En el film hay un grupo de “malotes” liderados por un tal Henry Bowers que hacen la vida imposible a nuestros protagonistas. En una secuencia, It absorbe a uno de ellos por una tubería y al tal Henry Bowers, del terror lo deja en shock transformando su pelo en un color blanco digno de Steve Martin. Sin embargo en el libro, It coge la forma física de Frankenstein y los ejecuta como animales de matadero finalizando con un cercenamiento de cabeza.
También en el film, cuando It mata al adorable hermano de Bill sólo se ve al niño gritar seguido de un acertado fundido a negro. En el libro, It le arranca el brazo como quién arranca la cabeza a una gamba. En la versión literaria hay homofobia, masturbación, maltrato animal, gore, violencia de género y muchas atrocidades más que obviamente en una película de sobremesa no se pueden llegar a emitir.



Origen y vida de Pennywise:

Coulrofobia, así se llama el miedo a los payasos, pero no es preocupante porque Johnny Depp padece tal fobia y es un tío apuesto, por lo tanto nosotros no tenemos porque torturarnos. Dicen que Stephen King para crear la apariencia del payaso diabólico que adoptaba It se inspiró en el asesino en serie John Wayne Gacy. Este amigo John violó y mató a 33 jóvenes machos sin embargo en sus ratos libres era el afable Pogo el Payaso, persona VIP en desfiles y fiestas para niños. Un encanto que fue ejecutado ya que en el país yanqui no se andan con mierdas.



Según el libro, el ente It reside en una especie de realidad llamada “Macrocosmos” y en esta dimensión existían dos fuerzas enfrentadas entre sí. Estas dos fuerzas son creadas por una especie de Dios llamado “el otro”. Una de estas fuerzas era It, la demoníaca y la otra fuerza se llamaba Tortuga, que era la bonachona. Se ve que en un día de mala digestión, la Tortuga echó la papilla con tal virulencia que de una arcada creó nuestro universo y de otra se llevó por delante a su archienemigo It, enterrándolo en el pueblecito de Derry.
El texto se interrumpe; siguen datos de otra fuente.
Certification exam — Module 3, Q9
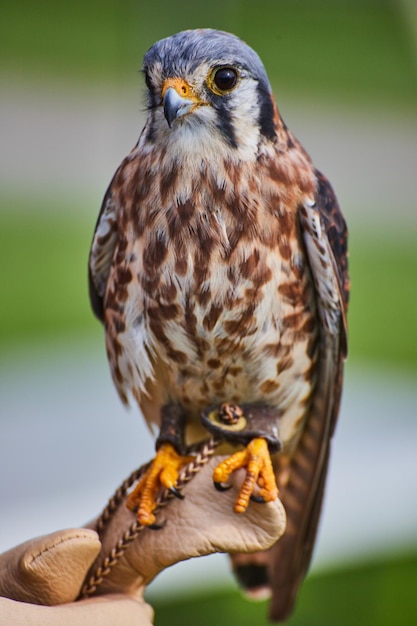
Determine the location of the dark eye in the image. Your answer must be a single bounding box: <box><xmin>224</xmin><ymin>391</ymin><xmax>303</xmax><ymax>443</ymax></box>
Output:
<box><xmin>213</xmin><ymin>67</ymin><xmax>237</xmax><ymax>91</ymax></box>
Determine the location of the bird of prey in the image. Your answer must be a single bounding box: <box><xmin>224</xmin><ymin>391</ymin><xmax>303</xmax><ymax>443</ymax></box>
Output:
<box><xmin>89</xmin><ymin>29</ymin><xmax>349</xmax><ymax>621</ymax></box>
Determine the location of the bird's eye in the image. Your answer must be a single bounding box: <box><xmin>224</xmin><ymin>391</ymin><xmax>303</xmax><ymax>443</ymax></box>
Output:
<box><xmin>212</xmin><ymin>67</ymin><xmax>238</xmax><ymax>93</ymax></box>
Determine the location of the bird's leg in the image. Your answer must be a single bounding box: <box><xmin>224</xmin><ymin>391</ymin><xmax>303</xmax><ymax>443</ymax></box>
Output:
<box><xmin>213</xmin><ymin>437</ymin><xmax>278</xmax><ymax>513</ymax></box>
<box><xmin>126</xmin><ymin>405</ymin><xmax>194</xmax><ymax>526</ymax></box>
Tortuga fallece (creo) y entonces It, cada 30 años, surge del subsuelo de Derry para alimentarse de niños y también liarla parda con catástrofes varias. Un estilo Jeepers Creepers (2001).



Este origen no es explicado en la película y el personaje de Tortuga, clave en el libro, ni aparece pero sí que se demuestra cómo It, desde el principio de los tiempos y más concretamente en el siglo XVIII, ya campaba a sus anchas por nuestro planeta perpetrando tropelías. Y este rasgo es reflejado en aquella genial escena donde los niños contemplan el álbum de Mike; y en una de las páginas observan como el payaso,realizando acrobacias, se les acerca. Este origen literario de Pennywise me evoca a la estructura de la serie Lost donde It correspondería al "humo negro" y Tortuga a Jacob pero esta teoría no es el caso. Por lucubrar que no quede pero si un día declaran tal referencia Cuse, Lindelof o el mismísimo Abrams me llevaré un gallifante.



Los lectores más radicales (The readers hooligans) se quejaron de que no apareciera el personaje de Tortuga en el film, ya que los niños gracias a este ser, y a modo telepático, podían evitar que It se apoderará de ellos a través de sus miedos. 
También en el libro, el payaso aparte de ser nombrado Pennywise, además le apodan Bob Gray; un nombre que recuerda a un servidor al mítico Bob de Twin Peaks y que comparte similitudes fantasmales como que son entidades demoníacas, sin forma y vistos por muy pocos.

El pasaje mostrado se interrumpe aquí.